Good, and not-so-good, from Vancouver First Ministers’ meeting

What’s good about the results of the First Ministers’ meeting in Vancouver this week? There was agreement.

What’s not so good? There is much more work to be done.

The Good

The First Ministers came together to flesh out details on a plan to accomplish Canada’s climate change commitments made in Paris. There were a number of key areas of agreement that are immediately actionable and could begin to have measurable impact in the short-term. These include:

  • Supporting climate change mitigation and adaptation through investments in green infrastructure, public transit infrastructure and energy efficient social infrastructure;
  • Investing in GHG emission reductions by working together on how best to lever federal investments in the Low Carbon Economy Fund to realize incremental reductions;
  • Fulfilling Canada’s commitment to Mission Innovation, made in Paris in December 2015, by doubling government investment in clean energy research and development over the next five years, and spurring private sector investment in clean technology;
  • Advancing the electrification of vehicle transportation, in collaboration with provinces and territories;
  • Fostering dialogue and development of regional plans for clean electricity transmission; and
  • Investing in clean energy solutions to help get Indigenous, remote and northern communities off diesel.

The First Ministers agreed to continue working together to develop options for further action in four key areas: clean technology, innovation and jobs; carbon pricing mechanisms; specific mitigation opportunities; and adaptation and climate resilience. These Working Groups will be led by federal, provincial and territorial co-leaders and will be composed of members from federal, provincial and territorial governments.

The Not-So-Good

The outcome of this meeting fell short of the original desires of the federal government to have a plan 90 days following the Paris climate change talks. However, the federal government was successful at keeping the provinces aligned on areas of agreement and focused on next steps to achieve desired future outcomes. The heavy lifting will start here. There were a number of provinces that stood up to the federal government’s original proposal of a national price on carbon, but still recognized the importance of moving forward together.

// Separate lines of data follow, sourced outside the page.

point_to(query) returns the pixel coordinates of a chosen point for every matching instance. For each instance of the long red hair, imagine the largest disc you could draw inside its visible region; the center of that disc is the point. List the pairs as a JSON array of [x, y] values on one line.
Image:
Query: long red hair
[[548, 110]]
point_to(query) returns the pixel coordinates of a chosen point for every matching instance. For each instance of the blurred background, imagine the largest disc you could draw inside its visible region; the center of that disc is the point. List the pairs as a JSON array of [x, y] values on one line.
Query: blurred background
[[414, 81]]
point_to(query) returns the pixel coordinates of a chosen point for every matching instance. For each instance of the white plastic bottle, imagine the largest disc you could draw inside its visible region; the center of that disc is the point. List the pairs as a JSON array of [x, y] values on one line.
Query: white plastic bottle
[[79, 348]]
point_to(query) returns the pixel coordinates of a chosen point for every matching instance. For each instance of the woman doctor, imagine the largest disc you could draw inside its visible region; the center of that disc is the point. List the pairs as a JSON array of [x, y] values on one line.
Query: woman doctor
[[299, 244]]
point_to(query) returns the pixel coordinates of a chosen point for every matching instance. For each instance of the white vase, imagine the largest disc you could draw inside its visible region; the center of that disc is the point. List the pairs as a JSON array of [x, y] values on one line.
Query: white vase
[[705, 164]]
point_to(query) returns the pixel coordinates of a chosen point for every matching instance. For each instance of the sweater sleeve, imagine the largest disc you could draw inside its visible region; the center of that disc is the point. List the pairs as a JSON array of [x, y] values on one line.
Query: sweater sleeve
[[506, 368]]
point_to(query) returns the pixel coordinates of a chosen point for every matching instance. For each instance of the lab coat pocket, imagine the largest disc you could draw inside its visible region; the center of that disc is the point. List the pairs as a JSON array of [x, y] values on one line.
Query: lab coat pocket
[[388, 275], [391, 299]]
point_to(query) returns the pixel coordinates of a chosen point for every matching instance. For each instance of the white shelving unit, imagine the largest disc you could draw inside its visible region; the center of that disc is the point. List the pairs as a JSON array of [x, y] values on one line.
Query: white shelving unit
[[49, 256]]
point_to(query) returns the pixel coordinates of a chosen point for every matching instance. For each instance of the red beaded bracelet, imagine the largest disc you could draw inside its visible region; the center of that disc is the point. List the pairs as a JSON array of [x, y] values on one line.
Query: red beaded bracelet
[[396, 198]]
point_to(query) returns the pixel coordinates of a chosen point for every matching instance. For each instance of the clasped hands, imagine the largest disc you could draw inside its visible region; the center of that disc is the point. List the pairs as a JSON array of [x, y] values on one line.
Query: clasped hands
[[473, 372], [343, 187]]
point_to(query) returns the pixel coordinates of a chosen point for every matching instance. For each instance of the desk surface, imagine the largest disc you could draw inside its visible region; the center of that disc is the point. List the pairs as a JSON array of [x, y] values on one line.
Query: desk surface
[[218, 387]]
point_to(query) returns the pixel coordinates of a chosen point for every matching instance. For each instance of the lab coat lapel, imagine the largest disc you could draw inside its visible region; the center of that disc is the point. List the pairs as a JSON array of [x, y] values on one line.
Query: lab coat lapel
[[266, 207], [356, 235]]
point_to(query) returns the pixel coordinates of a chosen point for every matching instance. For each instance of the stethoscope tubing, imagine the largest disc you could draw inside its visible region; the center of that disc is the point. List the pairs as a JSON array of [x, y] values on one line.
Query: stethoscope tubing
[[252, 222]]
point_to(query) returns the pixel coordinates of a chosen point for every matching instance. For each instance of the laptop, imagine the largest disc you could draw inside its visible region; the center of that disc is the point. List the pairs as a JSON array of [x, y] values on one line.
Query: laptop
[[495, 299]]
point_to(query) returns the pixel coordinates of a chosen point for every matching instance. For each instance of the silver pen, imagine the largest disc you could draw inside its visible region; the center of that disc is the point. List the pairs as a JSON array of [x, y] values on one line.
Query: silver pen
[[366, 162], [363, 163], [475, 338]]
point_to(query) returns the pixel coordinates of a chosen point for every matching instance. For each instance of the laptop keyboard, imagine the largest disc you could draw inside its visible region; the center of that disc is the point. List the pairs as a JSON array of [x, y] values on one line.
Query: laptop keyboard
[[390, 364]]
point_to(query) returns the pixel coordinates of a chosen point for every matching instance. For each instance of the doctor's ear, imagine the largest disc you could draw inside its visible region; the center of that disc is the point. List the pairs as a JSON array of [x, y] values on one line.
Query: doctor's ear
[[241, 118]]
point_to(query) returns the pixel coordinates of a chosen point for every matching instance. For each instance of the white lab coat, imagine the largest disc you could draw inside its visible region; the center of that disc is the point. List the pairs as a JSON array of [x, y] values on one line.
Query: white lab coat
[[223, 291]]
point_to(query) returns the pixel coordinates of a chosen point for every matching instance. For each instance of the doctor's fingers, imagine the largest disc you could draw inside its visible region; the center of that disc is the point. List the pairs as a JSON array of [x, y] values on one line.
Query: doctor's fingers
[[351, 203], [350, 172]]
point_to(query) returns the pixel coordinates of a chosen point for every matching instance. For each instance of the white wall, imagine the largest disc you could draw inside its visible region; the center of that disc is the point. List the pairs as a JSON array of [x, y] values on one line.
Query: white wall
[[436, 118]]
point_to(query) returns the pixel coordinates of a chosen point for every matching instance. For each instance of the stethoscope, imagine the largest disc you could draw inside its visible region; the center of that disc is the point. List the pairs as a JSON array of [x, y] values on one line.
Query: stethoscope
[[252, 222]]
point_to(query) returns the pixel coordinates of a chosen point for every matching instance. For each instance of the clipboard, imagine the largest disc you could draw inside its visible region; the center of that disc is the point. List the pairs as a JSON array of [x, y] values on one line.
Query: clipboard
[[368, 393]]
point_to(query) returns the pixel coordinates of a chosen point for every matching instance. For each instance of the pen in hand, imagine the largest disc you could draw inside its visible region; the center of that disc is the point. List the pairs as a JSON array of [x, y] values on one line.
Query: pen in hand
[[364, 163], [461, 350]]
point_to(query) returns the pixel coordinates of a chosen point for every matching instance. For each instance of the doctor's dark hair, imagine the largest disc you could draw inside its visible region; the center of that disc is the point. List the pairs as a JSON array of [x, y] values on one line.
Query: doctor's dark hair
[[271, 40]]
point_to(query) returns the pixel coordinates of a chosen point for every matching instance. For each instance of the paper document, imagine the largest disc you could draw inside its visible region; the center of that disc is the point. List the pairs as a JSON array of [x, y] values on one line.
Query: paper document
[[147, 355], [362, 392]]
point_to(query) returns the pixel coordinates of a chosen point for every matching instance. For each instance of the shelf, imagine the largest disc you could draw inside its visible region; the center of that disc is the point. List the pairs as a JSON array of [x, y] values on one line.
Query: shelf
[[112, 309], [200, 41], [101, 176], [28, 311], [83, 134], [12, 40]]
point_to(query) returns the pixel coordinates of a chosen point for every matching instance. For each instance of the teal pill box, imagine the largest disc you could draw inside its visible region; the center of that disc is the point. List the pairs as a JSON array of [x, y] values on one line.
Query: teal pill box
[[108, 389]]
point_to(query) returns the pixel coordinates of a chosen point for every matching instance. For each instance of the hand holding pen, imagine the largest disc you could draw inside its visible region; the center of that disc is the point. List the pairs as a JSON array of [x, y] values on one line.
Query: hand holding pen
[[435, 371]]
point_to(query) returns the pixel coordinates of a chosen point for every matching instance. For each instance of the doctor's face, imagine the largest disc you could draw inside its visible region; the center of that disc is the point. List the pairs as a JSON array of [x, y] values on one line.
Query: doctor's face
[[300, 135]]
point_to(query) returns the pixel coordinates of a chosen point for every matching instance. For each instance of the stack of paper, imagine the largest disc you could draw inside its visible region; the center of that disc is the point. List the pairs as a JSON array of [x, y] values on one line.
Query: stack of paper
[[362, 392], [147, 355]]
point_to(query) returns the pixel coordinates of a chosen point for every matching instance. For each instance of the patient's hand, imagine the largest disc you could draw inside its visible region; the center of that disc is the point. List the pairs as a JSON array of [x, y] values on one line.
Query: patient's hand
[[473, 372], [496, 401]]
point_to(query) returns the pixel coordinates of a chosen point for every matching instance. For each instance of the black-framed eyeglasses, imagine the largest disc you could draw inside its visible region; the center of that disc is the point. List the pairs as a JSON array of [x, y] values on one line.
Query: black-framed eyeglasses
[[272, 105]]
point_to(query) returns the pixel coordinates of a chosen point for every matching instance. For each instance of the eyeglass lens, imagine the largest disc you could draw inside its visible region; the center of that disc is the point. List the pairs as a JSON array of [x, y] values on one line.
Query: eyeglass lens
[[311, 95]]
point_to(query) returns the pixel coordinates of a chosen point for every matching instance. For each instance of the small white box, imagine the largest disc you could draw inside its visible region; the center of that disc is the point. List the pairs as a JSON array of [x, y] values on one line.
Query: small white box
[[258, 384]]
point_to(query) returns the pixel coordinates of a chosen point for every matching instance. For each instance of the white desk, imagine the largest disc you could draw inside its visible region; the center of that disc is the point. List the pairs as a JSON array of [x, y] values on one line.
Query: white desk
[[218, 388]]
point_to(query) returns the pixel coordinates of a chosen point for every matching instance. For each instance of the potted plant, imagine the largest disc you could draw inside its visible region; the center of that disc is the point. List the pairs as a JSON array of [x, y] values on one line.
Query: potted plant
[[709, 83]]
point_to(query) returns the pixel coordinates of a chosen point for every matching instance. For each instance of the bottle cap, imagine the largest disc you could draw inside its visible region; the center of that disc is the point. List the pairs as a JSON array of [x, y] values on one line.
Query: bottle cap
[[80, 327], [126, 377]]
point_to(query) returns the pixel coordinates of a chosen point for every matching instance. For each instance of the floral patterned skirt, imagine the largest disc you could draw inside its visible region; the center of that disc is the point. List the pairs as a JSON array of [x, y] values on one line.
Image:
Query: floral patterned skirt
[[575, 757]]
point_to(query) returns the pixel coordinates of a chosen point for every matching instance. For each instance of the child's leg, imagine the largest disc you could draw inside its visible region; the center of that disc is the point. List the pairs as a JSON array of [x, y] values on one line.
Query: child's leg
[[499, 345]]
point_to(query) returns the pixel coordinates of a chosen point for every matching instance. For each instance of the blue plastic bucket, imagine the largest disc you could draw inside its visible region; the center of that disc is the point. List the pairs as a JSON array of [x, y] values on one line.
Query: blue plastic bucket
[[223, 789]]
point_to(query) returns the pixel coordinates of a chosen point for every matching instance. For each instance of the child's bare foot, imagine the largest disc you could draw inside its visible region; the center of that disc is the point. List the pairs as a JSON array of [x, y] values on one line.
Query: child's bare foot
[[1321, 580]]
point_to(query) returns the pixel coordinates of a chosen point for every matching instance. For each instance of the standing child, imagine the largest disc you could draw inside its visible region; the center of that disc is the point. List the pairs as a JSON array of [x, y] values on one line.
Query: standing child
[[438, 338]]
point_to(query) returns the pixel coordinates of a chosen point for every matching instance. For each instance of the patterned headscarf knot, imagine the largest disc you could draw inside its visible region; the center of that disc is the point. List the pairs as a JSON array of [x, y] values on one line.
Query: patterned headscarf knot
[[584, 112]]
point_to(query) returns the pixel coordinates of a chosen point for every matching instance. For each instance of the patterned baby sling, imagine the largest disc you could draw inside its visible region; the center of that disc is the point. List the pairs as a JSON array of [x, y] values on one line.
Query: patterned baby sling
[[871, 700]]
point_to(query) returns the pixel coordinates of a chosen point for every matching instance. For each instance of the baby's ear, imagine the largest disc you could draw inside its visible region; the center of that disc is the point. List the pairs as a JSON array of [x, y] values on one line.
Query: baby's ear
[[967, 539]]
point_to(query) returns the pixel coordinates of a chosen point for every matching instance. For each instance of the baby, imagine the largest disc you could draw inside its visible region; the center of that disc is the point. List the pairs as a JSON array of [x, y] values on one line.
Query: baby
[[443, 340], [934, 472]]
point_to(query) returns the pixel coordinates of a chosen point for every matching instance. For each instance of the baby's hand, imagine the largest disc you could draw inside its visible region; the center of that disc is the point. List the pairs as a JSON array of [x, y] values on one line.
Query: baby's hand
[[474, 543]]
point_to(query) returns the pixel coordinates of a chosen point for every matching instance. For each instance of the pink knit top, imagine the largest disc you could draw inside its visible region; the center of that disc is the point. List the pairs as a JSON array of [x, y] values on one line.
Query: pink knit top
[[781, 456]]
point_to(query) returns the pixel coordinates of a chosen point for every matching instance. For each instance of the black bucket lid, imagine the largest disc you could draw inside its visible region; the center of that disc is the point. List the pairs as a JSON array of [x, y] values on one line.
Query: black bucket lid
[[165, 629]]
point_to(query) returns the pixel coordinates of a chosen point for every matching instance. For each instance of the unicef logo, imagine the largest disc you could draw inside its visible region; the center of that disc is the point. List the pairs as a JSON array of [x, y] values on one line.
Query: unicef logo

Whatever the final national policy on environment and climate change will be, one of the key implementation factors that will need to be considered will be equivalency. This means that if provinces have taken actions that can be proven to have a similar outcome as the national plan, then the provincial action will take precedent. Indeed, a number of provinces have already taken action over and above the federal government’s original proposal, including: Ontario and Nova Scotia phasing out coal electricity; British Columbia and Alberta putting a price on carbon; and Quebec and Ontario implementing a cap-and-trade program. Any next steps must take these actions into account.

Moving Forward

It isn’t the Prime Minister’s job to strong arm the provinces into something they don’t want – but the group together needs to realize that a compromise will need to be made and tough decisions will have to be taken in order to reach the goal of a low carbon economy. For resource-producing provinces that don’t have the infrastructure to get their products to market, action on the environment will only help their cause. They will need to go through this exercise to do that. At the same time, those that want a low carbon economy need to understand and respect the realities of our current economy and the path the country needs to take as a whole to achieve it.